La Belgique poursuit ses efforts pour garantir un accès équitable au cash sur l’ensemble du territoire. Alors que la réduction des distributeurs automatiques se poursuit dans le sillage de la numérisation bancaire, la pression des autorités se fait plus forte pour préserver ce service de base.
L’Autorité belge de la concurrence (ABC) a rendu ses conclusions sur le projet Batopin, né du regroupement des quatre grandes banques belges. Elle juge que cette initiative a porté atteinte aux droits des consommateurs et impose des mesures correctrices concrètes. L’accord qui en découle prévoit l’installation de 70 points de retrait supplémentaires d’ici à 2027.
Une injonction à rééquilibrer le réseau bancaire
Depuis 2020, les grandes banques belges — BNP Paribas Fortis, ING, KBC et Belfius — ont mis en œuvre une stratégie commune sous le nom de Batopin, visant à rationaliser la présence des distributeurs automatiques sur le territoire. Ce projet avait pour ambition de limiter les doublons, de réduire les coûts et de regrouper les automates sous une même bannière neutre, baptisée « Point Cash ». En pratique, cela s’est traduit par une baisse importante du nombre total de distributeurs, suscitant de nombreuses critiques, en particulier dans les zones rurales et peu denses.

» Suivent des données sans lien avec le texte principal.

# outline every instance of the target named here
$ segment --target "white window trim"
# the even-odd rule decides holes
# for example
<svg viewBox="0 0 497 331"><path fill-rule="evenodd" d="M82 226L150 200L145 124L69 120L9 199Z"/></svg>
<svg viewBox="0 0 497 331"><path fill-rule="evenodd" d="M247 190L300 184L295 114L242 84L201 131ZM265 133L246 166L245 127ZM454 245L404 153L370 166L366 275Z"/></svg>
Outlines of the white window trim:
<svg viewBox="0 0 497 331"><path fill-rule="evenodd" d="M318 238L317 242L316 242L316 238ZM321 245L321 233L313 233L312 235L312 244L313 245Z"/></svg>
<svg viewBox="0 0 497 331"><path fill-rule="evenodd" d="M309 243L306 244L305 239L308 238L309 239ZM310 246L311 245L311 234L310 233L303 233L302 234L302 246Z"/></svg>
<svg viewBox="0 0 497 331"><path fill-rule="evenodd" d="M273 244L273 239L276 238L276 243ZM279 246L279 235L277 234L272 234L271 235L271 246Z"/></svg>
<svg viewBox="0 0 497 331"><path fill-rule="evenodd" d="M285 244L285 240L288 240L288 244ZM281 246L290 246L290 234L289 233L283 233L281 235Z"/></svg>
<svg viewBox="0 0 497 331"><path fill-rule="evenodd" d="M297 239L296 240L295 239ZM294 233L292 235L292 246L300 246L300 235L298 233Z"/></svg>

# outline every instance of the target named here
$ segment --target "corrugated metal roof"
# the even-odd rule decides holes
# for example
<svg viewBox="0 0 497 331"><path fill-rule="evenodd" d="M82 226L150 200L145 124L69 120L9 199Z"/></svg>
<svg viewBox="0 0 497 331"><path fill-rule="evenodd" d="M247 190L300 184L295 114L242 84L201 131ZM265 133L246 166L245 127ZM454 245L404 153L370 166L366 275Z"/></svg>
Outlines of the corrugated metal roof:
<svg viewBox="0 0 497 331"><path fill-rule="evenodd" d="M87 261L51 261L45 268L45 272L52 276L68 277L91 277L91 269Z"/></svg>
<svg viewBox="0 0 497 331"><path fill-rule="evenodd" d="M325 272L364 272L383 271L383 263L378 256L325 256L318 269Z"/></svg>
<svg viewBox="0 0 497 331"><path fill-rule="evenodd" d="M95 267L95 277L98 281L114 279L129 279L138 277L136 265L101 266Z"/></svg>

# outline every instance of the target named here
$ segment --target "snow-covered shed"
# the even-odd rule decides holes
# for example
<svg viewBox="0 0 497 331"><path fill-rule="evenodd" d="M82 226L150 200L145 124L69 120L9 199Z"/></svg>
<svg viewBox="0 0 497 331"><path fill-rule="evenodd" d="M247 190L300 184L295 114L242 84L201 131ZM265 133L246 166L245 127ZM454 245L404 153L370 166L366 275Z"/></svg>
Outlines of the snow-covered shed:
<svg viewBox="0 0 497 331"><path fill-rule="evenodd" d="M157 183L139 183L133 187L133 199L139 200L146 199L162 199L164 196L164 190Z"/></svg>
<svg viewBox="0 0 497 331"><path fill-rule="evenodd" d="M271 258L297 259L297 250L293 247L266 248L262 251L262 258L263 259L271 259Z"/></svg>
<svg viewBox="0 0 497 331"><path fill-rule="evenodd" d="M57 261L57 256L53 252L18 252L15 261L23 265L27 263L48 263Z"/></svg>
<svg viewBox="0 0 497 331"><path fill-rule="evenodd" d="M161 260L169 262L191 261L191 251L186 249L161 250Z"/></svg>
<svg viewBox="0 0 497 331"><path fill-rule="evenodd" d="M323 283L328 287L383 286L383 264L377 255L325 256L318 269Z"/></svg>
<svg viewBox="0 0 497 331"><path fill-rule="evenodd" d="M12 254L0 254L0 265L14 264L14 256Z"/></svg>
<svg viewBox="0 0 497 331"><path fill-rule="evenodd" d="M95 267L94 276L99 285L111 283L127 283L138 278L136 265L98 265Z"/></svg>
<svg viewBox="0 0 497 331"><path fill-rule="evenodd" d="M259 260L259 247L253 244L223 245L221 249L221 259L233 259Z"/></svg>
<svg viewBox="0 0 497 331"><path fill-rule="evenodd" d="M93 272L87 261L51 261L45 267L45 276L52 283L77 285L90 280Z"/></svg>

L’Autorité belge de la concurrence a ouvert une enquête préliminaire, suivie d’une instruction approfondie, afin de déterminer si cette initiative portait préjudice aux usagers. Sa réponse est sans ambiguïté : le projet Batopin a pénalisé les consommateurs en réduisant leur accès au cash. Au lieu d’infliger une amende à l’entreprise et à ses actionnaires, l’auditeur général Damien Gerard a opté pour une solution négociée. L’accord, qu’il qualifie de « juridiquement contraignant », prévoit des engagements fermes de la part du consortium bancaire.
Parmi ces engagements figure l’installation de 70 nouveaux points cash d’ici à 2027, afin de rééquilibrer la couverture géographique du réseau. Ces nouveaux automates viendront s’ajouter à ceux déjà existants dans le cadre de Batopin, avec pour priorité les zones actuellement mal desservies. Cette décision s’inscrit dans une volonté plus large de garantir l’égalité d’accès à l’argent liquide, quels que soient l’âge, la situation géographique ou la familiarité numérique des citoyens.
Une approche pragmatique saluée par les acteurs publics
Selon Damien Gerard, la solution trouvée évite un contentieux lourd tout en obtenant des garanties concrètes. « L’accord scellé améliorera le quotidien des citoyens », a-t-il déclaré au journal Le Soir, en appelant le monde politique à pérenniser ce dispositif jusqu’en 2030. L’auditeur général souligne qu’il ne s’agit pas d’un simple compromis, mais d’un engagement à long terme dont les effets seront évalués et contrôlés régulièrement. L’objectif est de maintenir un réseau robuste et accessible, dans un contexte où le paiement électronique s’impose de plus en plus.
Cette vision est partagée par plusieurs acteurs du secteur public et associatif, qui voyaient dans la stratégie initiale de Batopin un désengagement préoccupant. Si la mutualisation des distributeurs pouvait se justifier économiquement, elle risquait de créer une fracture d’accès à un service encore utilisé par de nombreux citoyens. L’enquête de l’ABC a permis de documenter précisément l’impact négatif sur certaines populations, notamment les personnes âgées et les habitants de zones rurales.
Le caractère contraignant de l’accord constitue une nouveauté notable. Il impose non seulement l’ajout de nouveaux points cash, mais également une surveillance continue de leur déploiement. Cette logique de transparence et de suivi vise à s’assurer que les engagements ne restent pas théoriques. L’ABC pourra, en cas de non-respect, réactiver son pouvoir de sanction, ce qui donne à l’accord une portée effective.